More complex data structures may require additional logic put in the pretty-printer function, but this example illustrates the idea of control you can have.

Comparison to other Lisp pretty-printers

This implementation may not be as general as the one available in, say, Clojure. For example, I’ve mentioned a rule, that if any nested element of a table is multiline, fennelview will output multi-line representation. This rule makes it a lot easier to reason about indentation. Consider:

user=> (clojure.pprint/pprint {:seq [1 2 3 {:some-long-key 1 :some-other-key 2
                                            :another-long-key 3}]})
{:seq
 [1 2 3 {:some-long-key 1, :some-other-key 2, :another-long-key 3}]}
user=> (clojure.pprint/pprint {:seq [1 2 3 {:some-long-key 1 :some-other-key 2
                                            :another-long-key 3}]})
{:seq
 [1
  2
  3
  {:some-long-key 1,
   :some-other-key 2,
   :another-long-key 3,
   :and-yet-another-one 4}]}

Clojure’s pprint is smart enough to see that it can just put the second table on the second line, and not trigger the multi-line output of a vector.
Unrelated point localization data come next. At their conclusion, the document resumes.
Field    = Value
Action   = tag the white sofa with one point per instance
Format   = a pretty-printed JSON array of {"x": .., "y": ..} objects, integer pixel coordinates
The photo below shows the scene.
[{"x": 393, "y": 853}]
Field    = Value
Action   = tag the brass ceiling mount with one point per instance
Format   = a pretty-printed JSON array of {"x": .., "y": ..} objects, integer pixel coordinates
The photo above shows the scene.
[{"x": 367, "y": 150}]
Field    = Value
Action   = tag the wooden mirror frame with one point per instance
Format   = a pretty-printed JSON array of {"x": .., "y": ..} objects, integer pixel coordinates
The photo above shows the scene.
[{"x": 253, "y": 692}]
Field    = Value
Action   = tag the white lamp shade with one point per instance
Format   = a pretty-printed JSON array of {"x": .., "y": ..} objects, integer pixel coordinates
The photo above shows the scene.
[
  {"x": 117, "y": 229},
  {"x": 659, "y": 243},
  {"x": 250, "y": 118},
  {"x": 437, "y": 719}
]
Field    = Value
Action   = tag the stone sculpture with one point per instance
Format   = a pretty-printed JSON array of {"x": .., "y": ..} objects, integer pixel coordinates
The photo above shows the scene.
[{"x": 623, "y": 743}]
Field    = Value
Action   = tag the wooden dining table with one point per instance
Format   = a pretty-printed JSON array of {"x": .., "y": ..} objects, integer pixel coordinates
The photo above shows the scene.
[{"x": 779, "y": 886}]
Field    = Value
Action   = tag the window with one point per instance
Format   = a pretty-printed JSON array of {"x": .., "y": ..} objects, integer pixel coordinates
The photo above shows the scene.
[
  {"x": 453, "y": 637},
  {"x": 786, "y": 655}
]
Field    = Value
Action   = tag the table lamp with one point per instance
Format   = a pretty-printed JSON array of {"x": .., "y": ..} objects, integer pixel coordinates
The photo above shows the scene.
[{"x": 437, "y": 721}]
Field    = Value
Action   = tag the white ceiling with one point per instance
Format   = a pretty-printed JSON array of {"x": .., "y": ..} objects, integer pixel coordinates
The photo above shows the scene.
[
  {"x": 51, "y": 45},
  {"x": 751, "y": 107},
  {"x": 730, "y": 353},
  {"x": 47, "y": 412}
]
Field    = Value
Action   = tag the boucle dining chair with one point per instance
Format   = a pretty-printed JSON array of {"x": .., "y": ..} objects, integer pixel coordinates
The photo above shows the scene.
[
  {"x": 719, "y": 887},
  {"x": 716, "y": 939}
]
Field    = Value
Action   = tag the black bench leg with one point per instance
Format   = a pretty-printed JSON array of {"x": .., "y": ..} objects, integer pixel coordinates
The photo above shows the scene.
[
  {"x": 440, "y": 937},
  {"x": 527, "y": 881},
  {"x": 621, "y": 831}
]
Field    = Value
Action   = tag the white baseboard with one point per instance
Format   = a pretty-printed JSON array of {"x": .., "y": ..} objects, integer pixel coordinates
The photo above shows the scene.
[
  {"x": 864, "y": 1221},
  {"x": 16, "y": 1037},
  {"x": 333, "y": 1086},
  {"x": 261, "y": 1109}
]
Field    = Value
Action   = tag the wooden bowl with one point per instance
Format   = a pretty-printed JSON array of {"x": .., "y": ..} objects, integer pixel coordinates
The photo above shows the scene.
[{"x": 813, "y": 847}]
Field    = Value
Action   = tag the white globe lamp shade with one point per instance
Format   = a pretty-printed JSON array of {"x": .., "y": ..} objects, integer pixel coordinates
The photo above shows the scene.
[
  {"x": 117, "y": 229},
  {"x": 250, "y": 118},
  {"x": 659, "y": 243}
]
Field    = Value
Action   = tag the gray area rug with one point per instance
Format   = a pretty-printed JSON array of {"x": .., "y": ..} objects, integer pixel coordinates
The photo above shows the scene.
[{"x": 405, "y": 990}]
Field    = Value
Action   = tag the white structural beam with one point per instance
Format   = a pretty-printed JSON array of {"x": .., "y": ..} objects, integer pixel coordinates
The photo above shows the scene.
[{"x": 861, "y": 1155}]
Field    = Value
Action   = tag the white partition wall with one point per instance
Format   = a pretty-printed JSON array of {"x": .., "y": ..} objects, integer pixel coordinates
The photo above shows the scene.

My implementation of fennelview will print everything on a new line, because the length of single-line representation is big enough, and we can benefit from vertical alignment:

>> {:seq [1 2 3 {:some-long-key 1 :some-other-key 2 :another-long-key 3}]}
{:seq [1 2 3 {:another-long-key 3 :some-long-key 1 :some-other-key 2}]}
>> {:seq [1 2 3 {:some-long-key 1 :some-other-key 2
                 :another-long-key 3 :and-yet-another-one 4}]}
{:seq [1
       2
       3
       {:and-yet-another-one 4
        :another-long-key 3
        :some-long-key 1
        :some-other-key 2}]}

In practice, I find this easier to read, but this actually may make it a bit harder to implement code formatter on top of pretty-printer. Also, I think that separating keys and values in associative data structure with newlines is a bad decision to make. Clojure can use commas in printed representation, since they are completely ignored, which I think is a great way to indicate pairs, but does not justify newlines in this particular case at least for me.

The source code of the formatter is available here, and I’ve submitted a patch to the Fennel language, so hopefully, we’ll see this implementation by default. Thanks for reading!